Oh yeah - how important is it for folks to see the per request real time info? For example, ngrok gives you this when you fire it up and make reqeusts:

image

I was thinking it wasn't that important b/c you likely have the API running via node server.js in a terminal and you can see the same thing, but I don't want to assume anything!

garethbowen commented 4 years ago

I agree it's not important to see the request logging. It's nice sometimes to help debug where an issue lies (eg: you forgot to start API), but that's usually fairly obvious.

mrjones-plip commented 3 years ago

Huh - I forgot about this ticket! I must have this on the brain though as I later went and did the [DIY SSH tunnel guide](DIY SSH tunnel guide) and I'm now doing a skunk works project based on the same idea: host tunnels for devs based off GH SSH keys and GH username.

Maybe moving toward closing this ticket based off this?! (cc @newtewt too)

ronna commented 3 years ago

@mrjones-plip I came across localtunnel and I am not sure if its an alternative solution https://theboroer.github.io/localtunnel-www/ https://github.com/localtunnel/localtunnel

dianabarsan commented 3 years ago

I've used localtunnel sporadically. I was actually planning on installing localtunnel server somewhere to use permanently.

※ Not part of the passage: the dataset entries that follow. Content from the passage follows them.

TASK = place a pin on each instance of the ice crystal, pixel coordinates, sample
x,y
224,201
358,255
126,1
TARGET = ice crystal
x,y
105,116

mrjones-plip commented 3 years ago

@ronna - Oh - localtunnel looks really neat! Thanks for the tip.

@dianabarsan - report back if you do set one up - it'd be good experience to know from.

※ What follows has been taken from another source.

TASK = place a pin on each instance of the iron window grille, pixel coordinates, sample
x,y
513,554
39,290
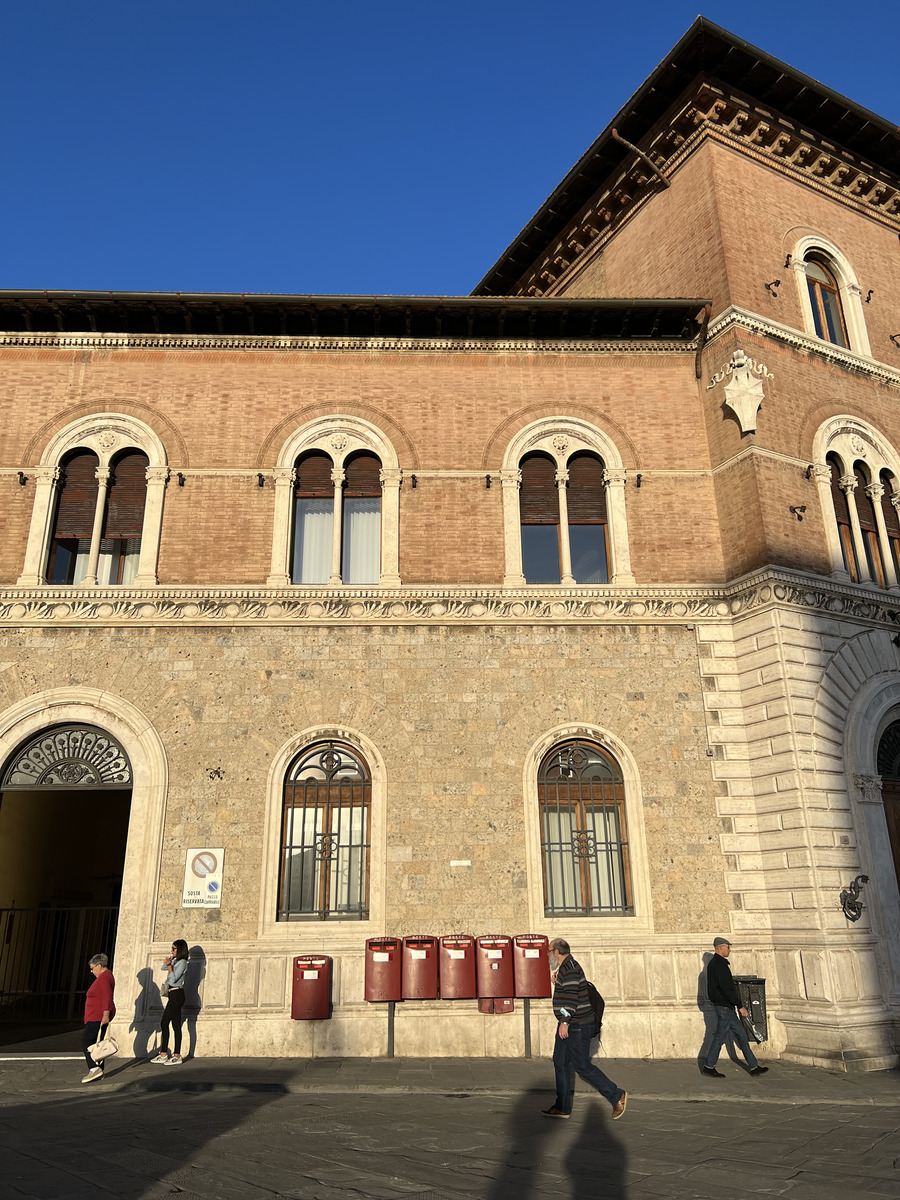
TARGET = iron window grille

One thing that seems odd is that the server set up does not discuss TLS certs. Maybe it also assumes you have a wildcard cert?!

Update: A problem that these providers have is abuse b/c malware/phishing sites can hide behind them. It would be good to find one that supported client authentication, currently lacking in localtunnel (but could be put in likely it looks like)

mrjones-plip commented 3 years ago

With the advent of:

I'm going to close this ticket. If anyone thinks this is a bad idea, please re-open!